Machine learning (ML) is transforming modeling and control in the physical, engineering, and biological sciences. However, rapid development has outpaced the creation of standardized, objective benchmarks - leading to weak baselines, reporting bias, and inconsistent evaluations across methods. This undermines reproducibility, misguides resource allocation, and obscures scientific progress. To address this, we propose a Common Task Framework (CTF) for scientific machine learning. The CTF features a curated set of datasets and task-specific metrics spanning forecasting, state reconstruction, and generalization under realistic constraints, including noise and limited data. Inspired by the success of CTFs in fields like natural language processing and computer vision, our framework provides a structured, rigorous foundation for head-to-head evaluation of diverse algorithms. As a first step, we benchmark methods on two canonical nonlinear systems: Kuramoto-Sivashinsky and Lorenz. These results illustrate the utility of the CTF in revealing method strengths, limitations, and suitability for specific classes of problems and diverse objectives. Next, we are launching a competition around a global real world sea surface temperature dataset with a true holdout dataset to foster community engagement. Our long-term vision is to replace ad hoc comparisons with standardized evaluations on hidden test sets that raise the bar for rigor and reproducibility in scientific ML.

翻译：机器学习（ML）正在变革物理、工程与生物科学领域的建模与控制方法。然而，其快速发展已超越标准化客观基准的建立，导致基线薄弱、报告偏差及方法间评估不一致等问题。这损害了研究的可复现性，误导了资源分配，并模糊了科学进展的轨迹。

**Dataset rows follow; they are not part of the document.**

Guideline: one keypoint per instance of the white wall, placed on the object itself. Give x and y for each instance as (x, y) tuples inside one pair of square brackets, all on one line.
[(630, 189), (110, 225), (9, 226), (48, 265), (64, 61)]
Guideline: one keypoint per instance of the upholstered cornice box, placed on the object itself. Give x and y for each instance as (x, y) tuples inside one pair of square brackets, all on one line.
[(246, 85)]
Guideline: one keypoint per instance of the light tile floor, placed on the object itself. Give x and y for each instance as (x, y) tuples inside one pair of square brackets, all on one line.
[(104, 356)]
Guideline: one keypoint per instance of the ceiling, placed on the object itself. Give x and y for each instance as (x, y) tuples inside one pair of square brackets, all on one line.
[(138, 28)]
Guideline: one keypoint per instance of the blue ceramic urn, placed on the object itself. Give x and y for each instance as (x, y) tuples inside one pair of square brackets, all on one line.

为此，我们提出一种用于科学机器学习的通用任务框架（CTF）。该框架包含一系列精选数据集及面向特定任务的评估指标，涵盖预测、状态重构以及在现实约束（包括噪声与有限数据）下的泛化能力。受自然语言处理与计算机视觉等领域中CTF成功实践的启发，本框架为多种算法的直接比较提供了结构化、严谨的基础。作为初步实践，我们在两个经典非线性系统（Kuramoto-Sivashinsky与Lorenz）上对各类方法进行了基准测试。这些结果展示了CTF在揭示方法优势、局限及其对特定问题类别与多元目标的适用性方面的实用价值。接下来，我们将围绕全球真实海表温度数据集发起一项竞赛，该竞赛包含真实保留数据集以促进学界参与。我们的长期愿景是通过对隐藏测试集的标准化评估取代临时性比较，从而提升科学机器学习领域的严谨性与可复现性标准。